I didn't know what to think. It's true that this could all be a mistake or a huge coincidence, but there was this nagging feeling that told me it wasn't either one. A feeling that told me this was something bigger--maybe even something worse.

I'd figured out that when it came to instincts, it was best to follow them. Especially if I didn't want to repeat the reason why I'd been single for so long

I'd realized six years ago that if something made you feel uncomfortable, then it was best not to go along with it. Especially if that something you didn't trust was a boyfriend who had just lost everything and was under a lot of stress. I had ignored my conscious, and I was now haunted by memories that I wish I could erase.
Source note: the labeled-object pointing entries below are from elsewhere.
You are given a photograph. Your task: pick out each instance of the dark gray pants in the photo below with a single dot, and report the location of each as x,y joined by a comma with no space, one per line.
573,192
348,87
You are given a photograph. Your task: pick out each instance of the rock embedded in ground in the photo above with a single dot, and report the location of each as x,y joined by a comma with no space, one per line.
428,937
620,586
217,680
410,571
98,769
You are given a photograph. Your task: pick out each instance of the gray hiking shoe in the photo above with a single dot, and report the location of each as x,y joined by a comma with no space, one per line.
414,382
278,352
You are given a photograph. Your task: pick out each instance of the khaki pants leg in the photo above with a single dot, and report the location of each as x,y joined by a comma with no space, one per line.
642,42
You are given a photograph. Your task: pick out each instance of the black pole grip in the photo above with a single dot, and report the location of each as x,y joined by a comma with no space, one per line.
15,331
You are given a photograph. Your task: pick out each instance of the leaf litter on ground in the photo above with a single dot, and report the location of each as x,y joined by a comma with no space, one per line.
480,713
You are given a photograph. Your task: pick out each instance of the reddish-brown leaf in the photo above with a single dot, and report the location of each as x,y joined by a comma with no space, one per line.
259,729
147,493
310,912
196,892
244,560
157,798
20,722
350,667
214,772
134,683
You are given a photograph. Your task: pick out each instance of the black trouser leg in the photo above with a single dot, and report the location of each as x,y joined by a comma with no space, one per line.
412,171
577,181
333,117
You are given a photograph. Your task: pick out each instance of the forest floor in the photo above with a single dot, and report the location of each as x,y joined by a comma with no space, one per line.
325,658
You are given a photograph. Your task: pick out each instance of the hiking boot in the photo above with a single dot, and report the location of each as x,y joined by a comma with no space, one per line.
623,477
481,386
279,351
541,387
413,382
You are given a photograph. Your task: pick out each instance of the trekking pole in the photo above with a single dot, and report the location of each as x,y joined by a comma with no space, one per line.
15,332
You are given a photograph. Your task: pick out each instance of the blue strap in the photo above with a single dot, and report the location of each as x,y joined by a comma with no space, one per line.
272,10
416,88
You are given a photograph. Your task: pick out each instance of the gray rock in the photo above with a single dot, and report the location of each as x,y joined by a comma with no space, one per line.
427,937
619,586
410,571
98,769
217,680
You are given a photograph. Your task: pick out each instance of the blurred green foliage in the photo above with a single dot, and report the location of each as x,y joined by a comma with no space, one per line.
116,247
Not wanting to relive any of those memories again, I slipped out of bed and started getting ready.

I pulled my short, blonde hair into a quick pony tail and started going over the things I would ask Bianca. Is your name really Bianca? Did you even know the guy you set me up on a date with? And, the one I dreaded asking the most--Who are you?

As I went through the questions I had, I tried to keep an open mind. Reminding myself that this might not be as big of a deal as I felt it was.

I was conflicted, and my mind was a mess as I walked out of my small apartment. I was so out of touch with reality that I actually managed to knock into a guy on my way to my car.

Wait. Car?

I let out a frustrated sigh. I didn't have a car. Well, not for at last six year of my life I didn't.

I left my thoughts behind me as I examined the damage I'd done. Which wasn't much, actually. Just a little wrinkle on a nice shirt that was worn by an even nicer guy. One I recognized from last night.

"Hi, Amy." He smiled all too familiarly.

"Hi..." I trailed off, not knowing what to say.

He didn't seem to mind. "So why'd you rush out on me like that last night?"

"Uh..." Was all I managed to say, and then once I snapped out of it I said, "I gotta go."

Then I took off running down the sidewalk, thankful that I was wearing my usual converse instead of the high heels Bianca had me wear last night.